Participants were scanned using a 3-Tesla GE Discovery scanner and a 32-channel head coil. A structural scan (T1 weighted 1-mm³ voxel resolution) was acquired for use in pre-processing purposes (TR: 7200 ms, TE 2.7 ms, 176 sagittal slices, 1 mm thick, no gap, 256 × 256 × 256 matrix). For functional imaging, a GE Multiecho “HyperMEPI” echoplanar imaging sequence [ref. 53] that employs multiband [3 echo times] fMRI was used, enabling improved signal to inferior regions (e.g., VMPFC etc.) which generally suffer from signal loss [ref. 54]. Multiphase volumes of whole brain, comprising 45 axial slices were collected in an ascending interleaved fashion angled 15 degree from the AC-PC line superior to inferior using a Gradient Echo pulse sequence with 3 echoes (TR: 2000 ms, TE₁ /TE₂ /TE₃ = 10/25/40 ms, Flip Angle:70°, FOV:220 mm, matrix of 64 × 64, slice thickness 3 mm; slice gap 0.4 mm; with a voxel resolution 3.44 × 3.44 × 3.44 mm3). Additionally, A B₀ map was acquired (TR = 1000 ms, TE = 4.6 ms, flip angle 30°, FOV: 220 mm, matrix 64 × 64 and bandwidth 62.5). Task acquisition was 646 s. 323 echoplanar image volumes comprising 45 axial slices were acquired from ventral to dorsal (963 images from three diff TEs). Participants’ heads were fixed with foam pads and a set of MRI compatible headphones to minimise head movement and framewise displacement.

Image processing

Cue reactivity relevant functional scans were processed using FMRIPrep ([ref. 55, ref. 56], RRID:SCR_016216); a summary is provided here, with full preprocessing pipeline presented in Supplementary Material (FMRIprep boiler plate in supplementary). Intensity non-uniformity correction was applied to T1-w images which were then skull-stripped. These T1-w images were then used in brain surface reconstruction with volume-bases structural images segmented and normalised into MNI space.

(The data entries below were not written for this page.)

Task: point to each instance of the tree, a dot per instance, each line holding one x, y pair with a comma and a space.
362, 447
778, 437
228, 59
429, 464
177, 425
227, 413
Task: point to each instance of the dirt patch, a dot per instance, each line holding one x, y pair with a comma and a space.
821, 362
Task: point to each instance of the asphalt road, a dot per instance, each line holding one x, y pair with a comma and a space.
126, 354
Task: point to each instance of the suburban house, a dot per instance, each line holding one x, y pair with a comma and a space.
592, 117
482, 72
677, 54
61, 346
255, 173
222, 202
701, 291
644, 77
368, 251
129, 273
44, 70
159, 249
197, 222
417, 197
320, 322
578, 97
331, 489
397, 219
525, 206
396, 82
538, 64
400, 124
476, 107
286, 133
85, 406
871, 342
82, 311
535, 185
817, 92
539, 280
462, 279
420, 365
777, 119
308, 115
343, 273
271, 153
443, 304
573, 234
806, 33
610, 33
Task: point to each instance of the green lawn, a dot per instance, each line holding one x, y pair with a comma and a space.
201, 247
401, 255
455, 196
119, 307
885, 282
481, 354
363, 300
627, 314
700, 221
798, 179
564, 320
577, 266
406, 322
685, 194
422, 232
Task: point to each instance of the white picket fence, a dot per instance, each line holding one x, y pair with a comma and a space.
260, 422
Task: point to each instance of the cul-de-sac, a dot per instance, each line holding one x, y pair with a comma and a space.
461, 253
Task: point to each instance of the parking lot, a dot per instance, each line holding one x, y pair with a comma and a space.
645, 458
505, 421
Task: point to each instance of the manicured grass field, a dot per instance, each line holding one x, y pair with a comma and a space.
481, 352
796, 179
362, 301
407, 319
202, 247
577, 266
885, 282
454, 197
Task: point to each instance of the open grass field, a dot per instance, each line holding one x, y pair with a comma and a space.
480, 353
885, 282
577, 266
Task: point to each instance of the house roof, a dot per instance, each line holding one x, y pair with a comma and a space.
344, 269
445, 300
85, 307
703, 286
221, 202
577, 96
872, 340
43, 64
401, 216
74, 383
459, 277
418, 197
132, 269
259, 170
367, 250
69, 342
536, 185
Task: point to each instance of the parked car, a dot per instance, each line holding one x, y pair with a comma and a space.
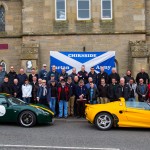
120, 113
27, 115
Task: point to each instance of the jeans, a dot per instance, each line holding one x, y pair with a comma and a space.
63, 107
104, 100
93, 102
27, 100
132, 99
71, 105
52, 104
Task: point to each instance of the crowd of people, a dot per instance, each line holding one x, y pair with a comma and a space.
66, 95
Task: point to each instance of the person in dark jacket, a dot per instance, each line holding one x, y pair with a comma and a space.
52, 78
123, 90
35, 87
81, 92
33, 73
54, 72
115, 75
42, 94
128, 76
63, 97
43, 73
73, 74
93, 75
92, 94
2, 74
16, 89
64, 74
71, 101
142, 91
103, 92
6, 87
142, 75
112, 90
101, 75
52, 95
83, 74
75, 82
12, 75
21, 77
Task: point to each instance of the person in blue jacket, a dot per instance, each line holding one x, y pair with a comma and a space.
43, 73
81, 92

For each participant, and session a reference volume was generated from the shortest echo of the BOLD run and skull-stripped. Head motion was estimated with respect to the BOLD reference. Respective field maps (B0-nonuniformity map) were co-registered to the EPI reference run and then converted to a displacements field map. A corrected EPI reference was calculated using the estimated susceptibility distortion for a more accurate co-registration with the T1-w image. This displacement field map was then used to better co-register the BOLD reference scan to the T1w. BOLD reference volumes were then co-registered to the T1w reference and the timeseries were resampled onto their original, native space by applying a single, composite transform to correct for head-motion and susceptibility distortions resulting in a pre-processed BOLD timeseries (PP BOLD). fMRIPrep was then leveraged to optimally combine each of the three different echo image sets. To do this the monoexponential signal decay model was fitted to a nonlinear regression to create a T2* map (using T2*/S0 estimates from a log-linear regression fit as initial values). Using the method described in [ref. 57], this T2* map was then used to combine PP BOLD across echoes. The remaining were optimally combined PP BOLD time series. These were then distortion-corrected using the B0 field maps, motion correct, co-registered to the T1-w structural data, normalised to MNI space, projected to cortical surface and then resampled to FreeSurfer’s (FreeSurfer 6.0.1, surfer.nmr.mgh.harvard.edu) fsaverage space. fMRI images were then resampled in SPM12 with spatial smoothing using a kernal of 8mm for subsequent fMRI subject modelling. See Supplementary Material for further details (image data preprocessing).

Statistical analysis

Mean, standard deviation, and proportions were calculated for all relevant sample characteristics using R software (Version 4.0.3). Further relevant state change covariates (previous day drinking, session order, and crossover contrasts defined using crosscarry package [ref. 58]) were extracted for use as covariates in subsequent generalised estimation equations (GEE). For all other non-imaging measures including mood, craving and cognitive tasks, GEEs in R software (Version 4.0.3) were used to test for statistically significant differences between treatment (CBD vs placebo) and across time (pre/post scan and alcohol vs control blocks). Interactions were examined for treatment effects across time (ie treatment effects for comparisons between alcohol/control cue exposure blocks or pre/post scan). Implementation of Generalised Estimating Equations (GEE), in addition to the use of the CrossCarry package, accounts for the complexities typical of crossover designs. CrossCarry allows for the incorporation of flexible covariate structures that can explicitly model distinct effects such as carry over effects, order effects, and habituation. In addition, GEE explicitly accounts for within-subject correlation by using a working correlation structure (in this case exchangeable), ensuring accurate estimation of the treatment effects and standard error. Therefore, by leveraging CrossCarry along with GEE our analysis presents a statistically rigorous method for isolating treatment effects while accounting for typical effects such as habituation.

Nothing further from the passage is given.